Саша отрицательно покачал головой.
— Родион говорит, что умерли все. В больнице до последнего старались, только ничего сделать было нельзя. Никто из них вообще в себя не пришел. А это же дюжина мужиков была, и все в одну неделю; дюжина, а то и больше. Трагедия! Congelationes, thromboangiitis obliterans, embolia etcollapsus.
— Il semble etonnant[309], только что все это означает? Обморожения и коллапс, так?
— Гипотермия, большие проблемы с кровообращением, что-то вроде morbus Burgeri[310], только очень ускоренная, образуются тромбы, тело умирает, холодное, словно камень.
— Все, говорите. Ну, этого мы никак знать не можем.

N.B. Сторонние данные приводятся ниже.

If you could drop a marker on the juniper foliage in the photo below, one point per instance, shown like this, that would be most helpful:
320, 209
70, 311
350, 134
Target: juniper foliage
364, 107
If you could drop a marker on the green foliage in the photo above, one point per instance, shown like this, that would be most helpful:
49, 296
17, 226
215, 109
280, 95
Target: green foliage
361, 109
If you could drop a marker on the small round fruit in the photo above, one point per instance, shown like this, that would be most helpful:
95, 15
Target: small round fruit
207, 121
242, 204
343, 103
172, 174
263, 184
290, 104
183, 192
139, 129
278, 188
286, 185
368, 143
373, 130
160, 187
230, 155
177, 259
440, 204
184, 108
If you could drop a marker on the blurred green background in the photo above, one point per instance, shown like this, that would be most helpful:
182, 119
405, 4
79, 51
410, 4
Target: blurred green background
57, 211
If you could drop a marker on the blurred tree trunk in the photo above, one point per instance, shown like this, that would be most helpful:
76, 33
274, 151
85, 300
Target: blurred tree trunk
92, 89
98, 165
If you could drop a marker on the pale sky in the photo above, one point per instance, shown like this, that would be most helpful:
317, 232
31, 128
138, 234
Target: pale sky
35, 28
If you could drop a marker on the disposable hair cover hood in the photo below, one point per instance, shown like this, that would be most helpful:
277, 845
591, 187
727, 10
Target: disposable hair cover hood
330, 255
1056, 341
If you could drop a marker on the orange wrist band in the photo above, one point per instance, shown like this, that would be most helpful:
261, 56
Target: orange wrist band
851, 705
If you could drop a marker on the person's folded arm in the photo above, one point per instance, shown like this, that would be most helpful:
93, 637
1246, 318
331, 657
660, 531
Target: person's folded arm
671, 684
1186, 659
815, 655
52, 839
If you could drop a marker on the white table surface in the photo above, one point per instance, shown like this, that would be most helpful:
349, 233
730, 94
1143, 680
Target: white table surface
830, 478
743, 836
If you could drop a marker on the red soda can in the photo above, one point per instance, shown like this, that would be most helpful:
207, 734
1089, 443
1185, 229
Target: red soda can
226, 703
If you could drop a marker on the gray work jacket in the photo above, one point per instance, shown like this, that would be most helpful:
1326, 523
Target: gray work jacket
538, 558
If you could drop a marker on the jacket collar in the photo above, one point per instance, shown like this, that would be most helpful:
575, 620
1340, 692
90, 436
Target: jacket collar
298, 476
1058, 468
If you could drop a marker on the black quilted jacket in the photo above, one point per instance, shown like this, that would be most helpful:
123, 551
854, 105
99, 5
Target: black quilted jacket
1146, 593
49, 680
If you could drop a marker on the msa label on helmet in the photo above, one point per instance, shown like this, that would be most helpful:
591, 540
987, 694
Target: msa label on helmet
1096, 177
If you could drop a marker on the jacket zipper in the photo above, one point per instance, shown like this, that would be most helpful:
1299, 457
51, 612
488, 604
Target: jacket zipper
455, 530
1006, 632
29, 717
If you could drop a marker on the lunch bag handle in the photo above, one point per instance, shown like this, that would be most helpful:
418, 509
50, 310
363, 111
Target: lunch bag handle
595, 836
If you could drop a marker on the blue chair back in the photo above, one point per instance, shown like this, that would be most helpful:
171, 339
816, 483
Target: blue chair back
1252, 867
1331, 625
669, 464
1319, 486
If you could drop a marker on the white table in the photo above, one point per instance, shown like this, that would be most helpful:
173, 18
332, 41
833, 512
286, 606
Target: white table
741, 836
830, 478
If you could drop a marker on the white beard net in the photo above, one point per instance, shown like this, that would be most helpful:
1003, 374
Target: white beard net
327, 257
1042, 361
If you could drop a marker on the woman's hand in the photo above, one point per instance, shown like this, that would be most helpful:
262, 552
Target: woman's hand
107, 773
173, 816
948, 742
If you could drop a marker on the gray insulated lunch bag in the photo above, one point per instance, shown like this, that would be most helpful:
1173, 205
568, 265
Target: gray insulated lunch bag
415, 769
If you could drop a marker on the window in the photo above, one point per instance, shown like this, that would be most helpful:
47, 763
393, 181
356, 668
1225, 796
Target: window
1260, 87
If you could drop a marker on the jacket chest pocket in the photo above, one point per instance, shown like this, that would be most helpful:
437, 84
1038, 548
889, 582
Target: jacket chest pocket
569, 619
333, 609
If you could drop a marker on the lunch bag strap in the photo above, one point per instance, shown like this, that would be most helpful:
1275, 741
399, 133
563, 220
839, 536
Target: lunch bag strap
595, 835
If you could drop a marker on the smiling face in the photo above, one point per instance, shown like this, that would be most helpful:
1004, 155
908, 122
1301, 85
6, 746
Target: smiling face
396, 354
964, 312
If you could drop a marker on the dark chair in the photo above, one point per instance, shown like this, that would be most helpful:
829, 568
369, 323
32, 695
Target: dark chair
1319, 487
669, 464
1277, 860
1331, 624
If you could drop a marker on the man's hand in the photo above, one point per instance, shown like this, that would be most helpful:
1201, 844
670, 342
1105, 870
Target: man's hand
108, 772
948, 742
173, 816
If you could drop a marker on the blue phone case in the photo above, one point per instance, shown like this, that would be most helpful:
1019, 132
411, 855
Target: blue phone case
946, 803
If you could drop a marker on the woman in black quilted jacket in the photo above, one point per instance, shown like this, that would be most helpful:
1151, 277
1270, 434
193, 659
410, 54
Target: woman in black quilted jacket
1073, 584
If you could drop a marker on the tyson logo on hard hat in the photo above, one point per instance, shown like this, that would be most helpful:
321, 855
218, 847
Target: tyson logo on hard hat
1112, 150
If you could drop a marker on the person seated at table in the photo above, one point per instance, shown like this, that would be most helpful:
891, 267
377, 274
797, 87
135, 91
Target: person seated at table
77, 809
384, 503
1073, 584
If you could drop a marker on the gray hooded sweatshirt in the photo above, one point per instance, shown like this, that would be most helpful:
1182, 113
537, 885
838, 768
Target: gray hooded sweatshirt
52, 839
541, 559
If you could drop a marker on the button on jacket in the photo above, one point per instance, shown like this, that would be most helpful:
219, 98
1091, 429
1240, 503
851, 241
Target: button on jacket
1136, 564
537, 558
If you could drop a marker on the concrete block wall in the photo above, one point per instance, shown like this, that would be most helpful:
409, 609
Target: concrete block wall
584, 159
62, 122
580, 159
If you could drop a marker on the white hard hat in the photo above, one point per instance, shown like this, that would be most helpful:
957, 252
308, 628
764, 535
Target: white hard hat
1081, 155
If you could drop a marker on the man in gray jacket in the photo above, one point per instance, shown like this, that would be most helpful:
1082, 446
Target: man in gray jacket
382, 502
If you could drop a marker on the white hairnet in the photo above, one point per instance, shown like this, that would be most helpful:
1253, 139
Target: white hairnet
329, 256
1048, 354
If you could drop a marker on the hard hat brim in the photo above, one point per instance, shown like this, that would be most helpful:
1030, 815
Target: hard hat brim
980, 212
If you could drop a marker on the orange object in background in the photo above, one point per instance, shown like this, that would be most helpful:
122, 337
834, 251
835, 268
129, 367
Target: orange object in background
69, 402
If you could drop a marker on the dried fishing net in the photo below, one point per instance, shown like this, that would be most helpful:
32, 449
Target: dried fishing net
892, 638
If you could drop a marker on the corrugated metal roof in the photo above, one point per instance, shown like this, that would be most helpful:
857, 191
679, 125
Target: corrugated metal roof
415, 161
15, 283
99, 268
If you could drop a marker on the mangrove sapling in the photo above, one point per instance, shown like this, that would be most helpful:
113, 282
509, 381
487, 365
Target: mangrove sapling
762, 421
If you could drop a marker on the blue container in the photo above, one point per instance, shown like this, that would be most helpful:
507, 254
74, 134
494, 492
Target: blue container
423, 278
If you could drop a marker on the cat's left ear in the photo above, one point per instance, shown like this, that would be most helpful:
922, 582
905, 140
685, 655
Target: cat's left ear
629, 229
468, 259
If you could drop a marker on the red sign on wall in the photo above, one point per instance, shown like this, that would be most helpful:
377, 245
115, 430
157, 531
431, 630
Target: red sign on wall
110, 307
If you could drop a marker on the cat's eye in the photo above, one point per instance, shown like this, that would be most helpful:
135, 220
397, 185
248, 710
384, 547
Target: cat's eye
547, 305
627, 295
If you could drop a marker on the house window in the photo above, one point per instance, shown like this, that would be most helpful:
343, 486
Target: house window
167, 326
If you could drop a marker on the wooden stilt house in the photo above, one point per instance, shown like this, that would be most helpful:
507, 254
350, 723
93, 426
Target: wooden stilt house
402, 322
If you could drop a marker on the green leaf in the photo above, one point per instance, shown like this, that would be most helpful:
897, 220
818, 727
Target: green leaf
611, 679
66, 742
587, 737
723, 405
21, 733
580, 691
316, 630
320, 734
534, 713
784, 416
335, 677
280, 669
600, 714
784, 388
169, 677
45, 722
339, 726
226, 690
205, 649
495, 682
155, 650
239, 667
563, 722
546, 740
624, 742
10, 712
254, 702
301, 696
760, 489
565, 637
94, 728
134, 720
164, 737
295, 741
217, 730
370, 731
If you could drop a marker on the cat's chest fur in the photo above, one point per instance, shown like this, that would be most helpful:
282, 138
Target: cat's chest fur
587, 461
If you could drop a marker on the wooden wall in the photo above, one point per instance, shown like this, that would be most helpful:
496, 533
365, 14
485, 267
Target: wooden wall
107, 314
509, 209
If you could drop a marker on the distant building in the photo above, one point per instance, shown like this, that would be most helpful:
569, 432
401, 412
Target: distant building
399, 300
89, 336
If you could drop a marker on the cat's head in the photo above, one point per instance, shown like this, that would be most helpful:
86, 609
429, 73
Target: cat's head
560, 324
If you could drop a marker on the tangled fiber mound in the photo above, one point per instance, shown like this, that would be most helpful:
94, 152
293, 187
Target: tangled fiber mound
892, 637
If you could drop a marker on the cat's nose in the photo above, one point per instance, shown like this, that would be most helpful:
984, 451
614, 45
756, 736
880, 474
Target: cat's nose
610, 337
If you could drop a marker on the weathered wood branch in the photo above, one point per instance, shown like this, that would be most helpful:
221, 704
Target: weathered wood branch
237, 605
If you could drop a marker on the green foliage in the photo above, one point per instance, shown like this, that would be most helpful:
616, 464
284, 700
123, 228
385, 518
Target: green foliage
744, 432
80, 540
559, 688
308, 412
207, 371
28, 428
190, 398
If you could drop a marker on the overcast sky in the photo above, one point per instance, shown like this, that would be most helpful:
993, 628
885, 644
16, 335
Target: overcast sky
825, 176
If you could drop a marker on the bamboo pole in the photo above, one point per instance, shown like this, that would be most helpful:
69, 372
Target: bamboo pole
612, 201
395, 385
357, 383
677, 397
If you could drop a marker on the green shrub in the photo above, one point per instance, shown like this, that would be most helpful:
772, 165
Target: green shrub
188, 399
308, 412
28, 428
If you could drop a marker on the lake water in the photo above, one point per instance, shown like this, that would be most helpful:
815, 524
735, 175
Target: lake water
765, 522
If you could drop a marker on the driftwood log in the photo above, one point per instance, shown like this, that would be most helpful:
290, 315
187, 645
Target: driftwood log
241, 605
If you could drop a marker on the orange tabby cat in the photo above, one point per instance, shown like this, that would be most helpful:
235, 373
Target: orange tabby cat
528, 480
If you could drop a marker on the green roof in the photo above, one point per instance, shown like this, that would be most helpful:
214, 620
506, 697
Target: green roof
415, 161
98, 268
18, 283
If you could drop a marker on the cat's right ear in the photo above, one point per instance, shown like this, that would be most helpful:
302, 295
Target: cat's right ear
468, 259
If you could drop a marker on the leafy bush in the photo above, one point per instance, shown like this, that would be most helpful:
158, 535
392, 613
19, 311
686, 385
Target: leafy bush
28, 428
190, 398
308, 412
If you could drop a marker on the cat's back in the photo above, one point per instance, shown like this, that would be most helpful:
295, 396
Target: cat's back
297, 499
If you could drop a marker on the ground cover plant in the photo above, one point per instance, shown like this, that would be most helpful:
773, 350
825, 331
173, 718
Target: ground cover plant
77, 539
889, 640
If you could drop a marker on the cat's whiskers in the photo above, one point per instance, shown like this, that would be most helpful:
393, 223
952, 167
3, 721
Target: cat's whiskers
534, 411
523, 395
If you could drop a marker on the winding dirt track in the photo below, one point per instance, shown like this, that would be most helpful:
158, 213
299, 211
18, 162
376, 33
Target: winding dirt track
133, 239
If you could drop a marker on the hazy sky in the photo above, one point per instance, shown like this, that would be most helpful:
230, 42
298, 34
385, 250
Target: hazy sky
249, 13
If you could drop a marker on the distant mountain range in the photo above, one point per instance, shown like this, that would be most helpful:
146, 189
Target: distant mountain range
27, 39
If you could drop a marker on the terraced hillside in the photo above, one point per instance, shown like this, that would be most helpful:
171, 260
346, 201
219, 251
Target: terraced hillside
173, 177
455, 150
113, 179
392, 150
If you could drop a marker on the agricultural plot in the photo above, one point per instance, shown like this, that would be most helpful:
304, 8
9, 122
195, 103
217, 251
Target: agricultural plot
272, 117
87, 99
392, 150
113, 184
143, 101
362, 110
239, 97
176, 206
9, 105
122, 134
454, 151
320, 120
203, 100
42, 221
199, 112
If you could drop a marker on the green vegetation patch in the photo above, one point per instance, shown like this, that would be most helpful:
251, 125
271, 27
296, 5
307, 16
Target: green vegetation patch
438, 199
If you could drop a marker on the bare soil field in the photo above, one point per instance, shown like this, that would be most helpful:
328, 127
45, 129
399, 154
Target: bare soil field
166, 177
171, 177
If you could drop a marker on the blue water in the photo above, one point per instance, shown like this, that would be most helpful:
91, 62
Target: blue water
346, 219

— Так я же говорю вам, что Родион…
— Логика, господин Павлич! Отступая от результатов к причинам, невозможно увидеть все причины, которые могли привести и к совершенно иным результатам. Зачем нам возить в больницу тех, которые все это пережили без вреда для здоровья? — Я-оно надело очки и шапку. — Фишенштайн, так. И повсюду лежат, можно брать даром, так? Ладно, кормите их регулярно и накачивайте теслектричеством, пока не замерзнут. Или — не замерзнут. Ну, пака!
Вышло задними дверями, в складской закоулок. Щекельников побежал искать сани.
Господин Исидор Хрушчиньский после приветствия приглядывался долго, и вложив мираже-стекольный монокль в глаз, и без него, пока не подумало — раз, что в его лице с очередным мясником души встретилось, что высверливает из нее резким взглядом всю единоправду о человеке; два, что Хрушчиньский каким-то образом разбирается в откачке тьмечи, ведь не у всех обитателей Страны Лютов она накапливается по естественным причинам, но и от механического откачивания, противного природе; три, что какой-то мелкий эффект Черного Сияния тут действует, заманивая пана Исидора злыми симметриями светеней.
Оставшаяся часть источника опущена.